Jerome Oberlton, the former chief information officer for the Baltimore City school system whose office renovation and credit card expenditures came under fire in the months before he left his post to work in the Dallas school district, is expected to face a federal indictment, according to the Dallas Morning News.

The Morning News reported this week that Oberlton resigned as chief of staff for the Dallas Independent School District, telling the district's Superintendent Mike Miles that he expected to face a federal indictment for activity he conducted when he worked for the Atlanta Public Schools.

The Morning News reported that the indictment is not expected to be related to Atlanta's widespread cheating scandal that led to the indictment of dozens of educators in the district, including its former superintendent.

Oberlton came to Baltimore from the private sector in March 2011, and his introduction to the district included high praise for his career in information technology, as a consultant in large, urban school systems and heading up the IT department in the Atlanta school system.  

Of his work in Atlanta, the city school system said: "As chief information technology officer for Atlanta Public Schools, Mr. Oberlton adapted the district's 109 schools to make the most of 21st century technology while transforming the IT department into a customer-centric, process-oriented solution center focused on improving overall district productivity and cutting district costs."

He left Baltimore in January to head to Dallas.

In a statement to the Dallas Morning News, Miles (Dallas Superintendent) said:

"I was profoundly shocked and disappointed when I was told of the allegations. When I learned of the seriousness of this issue yesterday, I immediately requested Mr. Oberlton's resignation. I was shocked because the district conducted a thorough background and credit check including interviews with his most recent employer. My disappointment is accompanied by anger because Jerome did not inform us about his involvement in this investigation until yesterday."

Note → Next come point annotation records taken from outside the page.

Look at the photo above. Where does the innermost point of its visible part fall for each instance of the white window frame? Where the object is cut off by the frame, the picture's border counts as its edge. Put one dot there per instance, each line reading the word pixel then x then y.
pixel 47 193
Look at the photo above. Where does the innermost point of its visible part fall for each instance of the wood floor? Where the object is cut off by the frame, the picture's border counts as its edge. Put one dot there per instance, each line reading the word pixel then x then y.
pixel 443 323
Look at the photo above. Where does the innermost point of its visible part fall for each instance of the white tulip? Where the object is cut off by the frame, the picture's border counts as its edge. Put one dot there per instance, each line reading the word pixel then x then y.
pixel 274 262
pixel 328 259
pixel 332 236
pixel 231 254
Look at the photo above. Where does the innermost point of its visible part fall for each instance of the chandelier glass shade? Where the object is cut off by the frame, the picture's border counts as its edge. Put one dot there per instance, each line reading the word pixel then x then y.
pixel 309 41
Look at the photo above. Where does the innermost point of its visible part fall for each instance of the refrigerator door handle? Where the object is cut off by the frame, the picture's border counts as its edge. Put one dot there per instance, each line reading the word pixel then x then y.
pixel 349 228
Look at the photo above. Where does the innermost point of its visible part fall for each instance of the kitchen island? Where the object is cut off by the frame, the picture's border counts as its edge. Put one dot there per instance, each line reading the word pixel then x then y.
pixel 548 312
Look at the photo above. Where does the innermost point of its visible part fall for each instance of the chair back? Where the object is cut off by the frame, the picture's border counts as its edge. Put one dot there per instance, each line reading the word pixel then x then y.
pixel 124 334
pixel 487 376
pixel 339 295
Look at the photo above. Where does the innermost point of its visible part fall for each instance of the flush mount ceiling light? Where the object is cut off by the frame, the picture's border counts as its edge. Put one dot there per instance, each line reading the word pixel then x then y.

In his nearly two year stint in Baltimore, Oberlton came under fire after two Baltimore Sun investigations found questionable spending in his office.

The first was $250,000 used to outfit Oberlton's executive suite, at the same time the district was lobbying lawmakers for billions of dollars to fix the system's crumbling school buildings. City schools officials called the renovation, "a bad judgment call."

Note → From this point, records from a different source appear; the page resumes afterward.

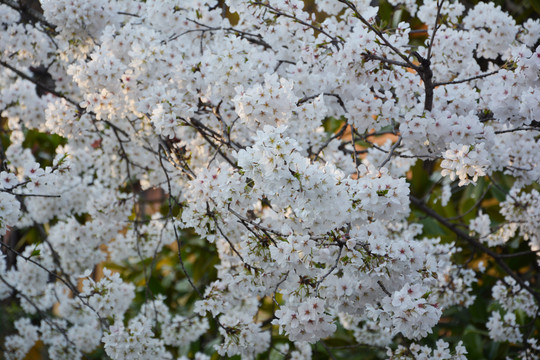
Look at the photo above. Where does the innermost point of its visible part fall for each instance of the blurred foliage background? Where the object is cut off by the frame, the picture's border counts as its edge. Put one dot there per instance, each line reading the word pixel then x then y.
pixel 166 277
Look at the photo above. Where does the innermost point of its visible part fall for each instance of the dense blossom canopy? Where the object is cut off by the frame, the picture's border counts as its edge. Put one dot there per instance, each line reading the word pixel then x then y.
pixel 348 178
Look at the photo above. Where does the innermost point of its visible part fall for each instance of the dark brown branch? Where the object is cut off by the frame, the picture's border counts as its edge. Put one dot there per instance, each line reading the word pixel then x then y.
pixel 475 244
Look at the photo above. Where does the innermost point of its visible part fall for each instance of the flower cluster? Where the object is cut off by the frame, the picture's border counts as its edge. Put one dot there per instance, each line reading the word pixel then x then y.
pixel 187 179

Months later, amid a Sun investigation into the district's credit card spending, the school district forced Oberlton to cut a $5,000 personal check to pay back credit card expenditures incurred by his office, that included trips to retail stores such as Bath & Body Works, Ross and Walmart to buy snacks and refreshments, and gifts and decorations for holiday banquets, birthdays and baby shower celebrations. Other charges that came under fire included a $7,300 retreat, a $500 dinner at the Inner Harbor's Fogo de Chao, and a $500 quarterly meeting for staff at Paradise Indian Cuisine.

Shortly after he began his stint in Dallas, Oberlton addressed the Baltimore controversies in the Dallas Morning News. Of the renovations, Oberlton said: "From a timing perspective, it was an error in judgment. A huge lesson learned for me.”